Os pesquisadores também trabalham com a possibilidade de que o benefício facilite o acesso dos indivíduos infectados às unidades básicas de saúde. A biomédica Joilda Silva Nery, do Instituto de Saúde Coletiva da Universidade Federal da Bahia (UFBA), explica que o Bolsa Família é um programa de transferência condicionada de renda, de modo que, “para recebê-lo, as famílias precisam cumprir alguns compromissos, como manter as carteiras de vacinação atualizadas e assegurar o acompanhamento médico do desenvolvimento de crianças menores de 7 anos”. Segundo ela, ainda que o foco sejam as crianças, o benefício tende a aproximar toda a família do sistema de saúde, “favorecendo o diagnóstico precoce da tuberculose e ampliando as chances de cura dos infectados”.
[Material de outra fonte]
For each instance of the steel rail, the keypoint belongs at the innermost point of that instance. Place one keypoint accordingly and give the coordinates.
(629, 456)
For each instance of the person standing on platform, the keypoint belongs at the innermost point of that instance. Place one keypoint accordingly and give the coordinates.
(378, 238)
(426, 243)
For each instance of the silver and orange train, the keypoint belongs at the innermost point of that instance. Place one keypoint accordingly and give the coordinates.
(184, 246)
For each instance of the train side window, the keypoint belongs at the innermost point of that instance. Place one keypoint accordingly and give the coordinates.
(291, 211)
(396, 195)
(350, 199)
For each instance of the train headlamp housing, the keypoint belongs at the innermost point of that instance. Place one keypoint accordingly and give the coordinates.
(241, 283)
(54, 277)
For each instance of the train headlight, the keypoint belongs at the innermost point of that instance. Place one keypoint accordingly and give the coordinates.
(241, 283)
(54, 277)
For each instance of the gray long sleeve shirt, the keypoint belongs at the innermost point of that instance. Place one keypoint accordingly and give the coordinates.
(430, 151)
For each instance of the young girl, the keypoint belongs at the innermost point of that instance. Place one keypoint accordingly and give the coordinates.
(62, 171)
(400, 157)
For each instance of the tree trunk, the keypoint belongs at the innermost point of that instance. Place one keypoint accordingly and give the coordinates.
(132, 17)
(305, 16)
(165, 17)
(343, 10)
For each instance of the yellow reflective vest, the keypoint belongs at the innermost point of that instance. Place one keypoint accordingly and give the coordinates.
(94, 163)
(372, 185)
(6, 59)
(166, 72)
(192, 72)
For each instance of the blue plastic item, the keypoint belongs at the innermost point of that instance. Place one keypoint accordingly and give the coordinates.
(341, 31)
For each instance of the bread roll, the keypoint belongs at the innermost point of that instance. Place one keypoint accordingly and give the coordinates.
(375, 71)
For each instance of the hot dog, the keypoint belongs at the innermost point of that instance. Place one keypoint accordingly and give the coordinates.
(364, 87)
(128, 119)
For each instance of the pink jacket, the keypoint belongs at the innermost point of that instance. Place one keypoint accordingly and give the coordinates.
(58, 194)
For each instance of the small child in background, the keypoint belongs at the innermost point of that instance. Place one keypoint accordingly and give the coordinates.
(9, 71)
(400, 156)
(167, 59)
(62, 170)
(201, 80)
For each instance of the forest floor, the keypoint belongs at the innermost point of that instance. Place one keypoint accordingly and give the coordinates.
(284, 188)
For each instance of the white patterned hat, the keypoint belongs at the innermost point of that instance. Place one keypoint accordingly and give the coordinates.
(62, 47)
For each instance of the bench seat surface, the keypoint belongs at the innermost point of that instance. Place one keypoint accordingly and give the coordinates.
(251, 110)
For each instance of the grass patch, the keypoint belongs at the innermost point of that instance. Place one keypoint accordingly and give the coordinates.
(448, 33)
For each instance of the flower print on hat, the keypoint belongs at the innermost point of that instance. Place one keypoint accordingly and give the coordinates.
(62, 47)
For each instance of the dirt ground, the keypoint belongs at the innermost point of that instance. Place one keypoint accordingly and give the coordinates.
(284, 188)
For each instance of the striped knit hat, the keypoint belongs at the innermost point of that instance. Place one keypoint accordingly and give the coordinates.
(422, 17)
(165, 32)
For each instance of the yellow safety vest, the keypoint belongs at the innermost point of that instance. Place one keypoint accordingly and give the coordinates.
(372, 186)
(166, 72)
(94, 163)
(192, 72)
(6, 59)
É nesse sentido que os pesquisadores defendem a criação de um programa de proteção social específico para pessoas com tuberculose, constituído para diminuir a taxa de abandono do tratamento – hoje em torno de 10,8% para os casos novos no Brasil em 2018, acima do considerado epidemiologicamente razoável pela OMS – e aumentar as chances de cura. Eles também estão investigando o impacto de outros programas federais de mitigação da pobreza, como o Minha Casa, Minha Vida. A hipótese é que o programa habitacional melhoraria as condições de moradia de famílias de baixa renda, retirando-as de lugares propícios à contaminação por bactérias responsáveis pela tuberculose e outras doenças, como a hanseníase, também associada à pobreza.

Artigos científicos
REIS-SANTOS, B. et al. Tuberculosis in Brazil and cash transfer programs: A longitudinal database study of the effect of cash transfer on cure rates. PLOS ONE. v. 14, n. 2, e0212617. 22 fev. 2019.
OLIOSI, J. G. N. et al. Effect of the Bolsa Família Programme on the outcome of tuberculosis treatment: A prospective cohort study. The Lancet Global Health. v. 7, n. 2, p. E219-26. 1º dez. 2018.
BOCCIA, D. et al. Towards cash transfer interventions for tuberculosis prevention, care and control: Key operational challenges and research priorities. BCM Infectious Diseases. v. 16, 307. 21 jun. 2016.